Chann menghela nafas berat. Saat ini, lelaki yang tengah mewarnai rambutnya menjadi silver itu sedang berada dalam situasi yang rumit. Ia hendak dijodohkan dengan Marion—salah satu teman masa kecilnya, sementara di sisi lain Chann tahu jika Stevan menyimpan perasaan pada Marion. Sungguh, semua ini sangat menyiksa bagi Chann.

"Aku sedang mencari cara untuk menyudahi semua ini,Stevan. Percayalah, aku juga tak mau memberikan harapan tinggi pada Marion. Aku.."

"Tapi dengan cara kau bersikap dan hadir di setiap pertemuan yang direncanakan ibumu, secara tak sadar kau sedang memberikan harapan lebih. Aku harap kau bisa segera mengambil langkah pasti. Perlu kuingatkan, aku tak mau jika sampai Marion menangis di depanku karenamu,Chann."

Tepat setelah berkata seperti itu, Stevan bangkit dan memasang kembali papan luncurnya dan mengakhiri obrolan singkat mereka. Alex yang sedari tadi memilih diam dan mendengarkan hanya bisa menggelengkan kepala melihat situasi pelik yang dihadapi sepupunya. Alex kemudian menepuk pundak Chann, seolah memberikan dukungan pada Chann.

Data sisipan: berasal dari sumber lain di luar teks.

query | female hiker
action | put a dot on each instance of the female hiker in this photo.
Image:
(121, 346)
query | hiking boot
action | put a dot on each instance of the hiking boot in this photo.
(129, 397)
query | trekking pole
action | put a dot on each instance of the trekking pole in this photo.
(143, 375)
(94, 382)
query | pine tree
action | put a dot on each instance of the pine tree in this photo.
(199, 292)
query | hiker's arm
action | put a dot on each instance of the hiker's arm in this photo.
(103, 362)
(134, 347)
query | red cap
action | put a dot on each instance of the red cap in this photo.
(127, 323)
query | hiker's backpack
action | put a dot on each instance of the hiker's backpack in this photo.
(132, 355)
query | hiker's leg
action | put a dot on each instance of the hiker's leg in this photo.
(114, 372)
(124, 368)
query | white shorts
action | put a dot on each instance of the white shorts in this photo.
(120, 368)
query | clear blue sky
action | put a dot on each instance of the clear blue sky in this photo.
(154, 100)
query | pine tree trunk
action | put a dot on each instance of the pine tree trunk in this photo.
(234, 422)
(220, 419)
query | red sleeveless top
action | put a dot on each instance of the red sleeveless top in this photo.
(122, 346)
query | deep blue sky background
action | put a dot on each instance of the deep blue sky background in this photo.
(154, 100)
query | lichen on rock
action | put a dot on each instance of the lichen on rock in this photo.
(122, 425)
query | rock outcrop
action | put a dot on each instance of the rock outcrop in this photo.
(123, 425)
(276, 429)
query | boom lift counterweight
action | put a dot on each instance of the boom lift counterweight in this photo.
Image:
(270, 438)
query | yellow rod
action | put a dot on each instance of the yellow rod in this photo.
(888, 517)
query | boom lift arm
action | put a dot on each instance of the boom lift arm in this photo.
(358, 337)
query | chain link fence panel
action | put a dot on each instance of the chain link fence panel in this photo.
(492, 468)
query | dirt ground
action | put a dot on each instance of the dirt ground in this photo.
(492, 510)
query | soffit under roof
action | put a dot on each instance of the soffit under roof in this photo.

"Aku tahu, situasi yang kau hadapi saat ini begitu sulit. Tapi, apa yang dikatakan Stevan memang benar. Jika kau tak menginginkan Marion, maka berhentilah menemuinya. Selain itu, kenapa kau tak berfokus mengejar Belle saja ? Bukankah Belle perempuan yang kau butuhkan ?"

Seandainya memang semudah itu. seandainya hidupku lebih sederhana. Tentu aku tak akan ragu untuk mengejar Belle. Aku tak sampai hati membuatnya melepas karier dan impian hanya agar ia menjadi pendampingku.